This invention relates to a portable radio communication unit, and it relates more particularly to such a unit with an antenna substantially within the profile of such unit. The term "radio communication unit" includes, for example, a radio paging unit, a cordless telephone handset that is normally useful with only a single base station having an assigned directory number, and a readily transportable radiotelephone transceiver that has its own directory number and is normally useful with any base station to which it may be close. The invention is considered herein, for convenience and without limit intended, in relation to a hand-held portable radiotelephone unit.
There have been a number of efforts in the past to provide an antenna inside a portable radio communication unit for at least the purpose of signal reception and in some cases for signal transmission as well. Such efforts have sought at least to reduce the need to have an external rod or whip antenna because of the inconveniences of handling and carrying such a unit with the external antenna extended. This has even been true of portable radiotelephone units operating in relatively high frequency ranges such as those of the cellular radiotelephone systems where a suitable rod antenna may be about six inches long.
Microstrip-type antennas have been known in the art for applications in which a thin antenna was required, and such antennas have been devised in which the antenna could be made to conform to a curved surface such as the surface of an aircraft or a missile. Such an antenna is shown in the U.S. Pat. Nos. 4,078,237 and 4,095,277 to C. M. Kaloi. However, these antenna systems usually include a ground plane member of at least one wavelength in dimension beyond each edge of the associated radiator element. The need for such a large antenna component makes these antennas unsuitable for use as an antenna in a portable radiotelephone unit that operates in, e.g., the 900 megahertz (MHz) frequency spectrum region and that should have a hand-held level of portability.

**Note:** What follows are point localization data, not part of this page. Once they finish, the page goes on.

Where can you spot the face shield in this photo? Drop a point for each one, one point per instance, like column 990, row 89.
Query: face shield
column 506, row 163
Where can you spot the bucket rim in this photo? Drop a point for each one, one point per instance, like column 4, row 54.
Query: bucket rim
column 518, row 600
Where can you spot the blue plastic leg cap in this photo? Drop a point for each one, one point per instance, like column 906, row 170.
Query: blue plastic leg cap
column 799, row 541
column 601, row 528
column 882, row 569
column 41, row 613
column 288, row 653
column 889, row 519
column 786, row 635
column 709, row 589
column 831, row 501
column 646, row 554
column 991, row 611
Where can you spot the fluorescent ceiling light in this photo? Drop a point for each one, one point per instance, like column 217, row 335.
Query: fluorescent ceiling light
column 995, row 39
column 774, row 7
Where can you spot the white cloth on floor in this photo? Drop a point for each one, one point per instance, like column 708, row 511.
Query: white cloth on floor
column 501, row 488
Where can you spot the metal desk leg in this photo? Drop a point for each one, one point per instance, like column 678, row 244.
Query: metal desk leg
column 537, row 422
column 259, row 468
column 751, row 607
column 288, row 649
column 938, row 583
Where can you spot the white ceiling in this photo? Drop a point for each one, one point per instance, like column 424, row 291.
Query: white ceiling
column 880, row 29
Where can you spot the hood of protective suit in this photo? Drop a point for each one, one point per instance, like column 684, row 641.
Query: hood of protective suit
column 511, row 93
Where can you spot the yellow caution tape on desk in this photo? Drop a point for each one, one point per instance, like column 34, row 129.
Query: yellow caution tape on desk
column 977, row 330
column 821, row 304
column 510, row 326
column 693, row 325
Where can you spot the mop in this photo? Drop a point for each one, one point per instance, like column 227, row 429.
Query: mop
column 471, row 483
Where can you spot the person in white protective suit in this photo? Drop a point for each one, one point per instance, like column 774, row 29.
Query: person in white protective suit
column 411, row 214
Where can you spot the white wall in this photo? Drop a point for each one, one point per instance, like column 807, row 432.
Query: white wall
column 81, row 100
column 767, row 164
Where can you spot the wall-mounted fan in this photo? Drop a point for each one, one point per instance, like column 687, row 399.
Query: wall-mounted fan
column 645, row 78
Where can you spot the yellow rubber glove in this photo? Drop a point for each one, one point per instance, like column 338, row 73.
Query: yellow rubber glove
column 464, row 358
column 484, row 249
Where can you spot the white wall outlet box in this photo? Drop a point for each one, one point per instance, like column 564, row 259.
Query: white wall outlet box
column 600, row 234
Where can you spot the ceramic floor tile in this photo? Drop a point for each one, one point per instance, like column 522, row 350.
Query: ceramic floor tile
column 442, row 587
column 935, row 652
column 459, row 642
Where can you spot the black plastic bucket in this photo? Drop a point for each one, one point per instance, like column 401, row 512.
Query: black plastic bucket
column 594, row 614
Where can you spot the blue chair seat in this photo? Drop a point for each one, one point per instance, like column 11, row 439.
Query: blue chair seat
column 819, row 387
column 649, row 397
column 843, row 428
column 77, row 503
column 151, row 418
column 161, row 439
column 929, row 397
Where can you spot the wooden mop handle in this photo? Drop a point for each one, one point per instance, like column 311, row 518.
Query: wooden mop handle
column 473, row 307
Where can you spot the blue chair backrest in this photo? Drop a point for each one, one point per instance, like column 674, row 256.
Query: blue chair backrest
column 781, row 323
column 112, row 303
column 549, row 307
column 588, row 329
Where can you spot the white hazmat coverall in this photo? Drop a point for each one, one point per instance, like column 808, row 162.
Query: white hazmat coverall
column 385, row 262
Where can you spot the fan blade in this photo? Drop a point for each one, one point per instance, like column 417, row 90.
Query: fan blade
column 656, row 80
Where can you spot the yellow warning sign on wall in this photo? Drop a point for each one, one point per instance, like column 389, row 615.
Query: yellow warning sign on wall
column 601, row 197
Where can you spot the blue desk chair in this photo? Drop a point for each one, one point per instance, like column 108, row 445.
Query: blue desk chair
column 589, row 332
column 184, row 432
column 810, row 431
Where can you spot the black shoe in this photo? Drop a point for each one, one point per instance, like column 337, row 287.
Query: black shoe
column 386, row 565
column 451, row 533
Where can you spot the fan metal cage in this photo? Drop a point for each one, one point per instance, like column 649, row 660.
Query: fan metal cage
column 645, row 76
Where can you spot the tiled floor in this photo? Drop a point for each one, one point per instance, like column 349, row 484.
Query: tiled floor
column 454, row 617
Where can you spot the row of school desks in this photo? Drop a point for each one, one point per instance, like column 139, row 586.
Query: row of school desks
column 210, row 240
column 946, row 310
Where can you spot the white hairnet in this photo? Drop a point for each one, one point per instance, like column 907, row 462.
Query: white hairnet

Efforts to provide an antenna, or otherwise eliminate the need for a protruding antenna, have included various contrivances. One example is shown in the U.S. Pat. No. 3,736,591 to L. W. Rennels et al. where selected conductive walls of an equipment housing are employed as part of a loop antenna for reception, but one portion is extended for transmission. The U.S. Pat. No. 4,723,305 to J. P. Phillips et al. illustrates an example in which a notch antenna is formed as a part of, and dividing the internal volume of, a conductive equipment housing in a portable radiotelephone unit. Yet another example, U.S. Pat. No. 4,641,366 to Y. Yokoyama et al., shows a portable radiotelephone unit having dual-band capability and in which a conductive casing has a recessed surface to which two, side-by-side, radiating plate antennas are electrically connected to form, with the conductive casing, a dual-band antenna system. These efforts usually have involved either substantial intrusions into the limited space available for housing transmitter/receiver electronic apparatus or substantial complexity, either or both of which factors render manufacturing difficult and costly.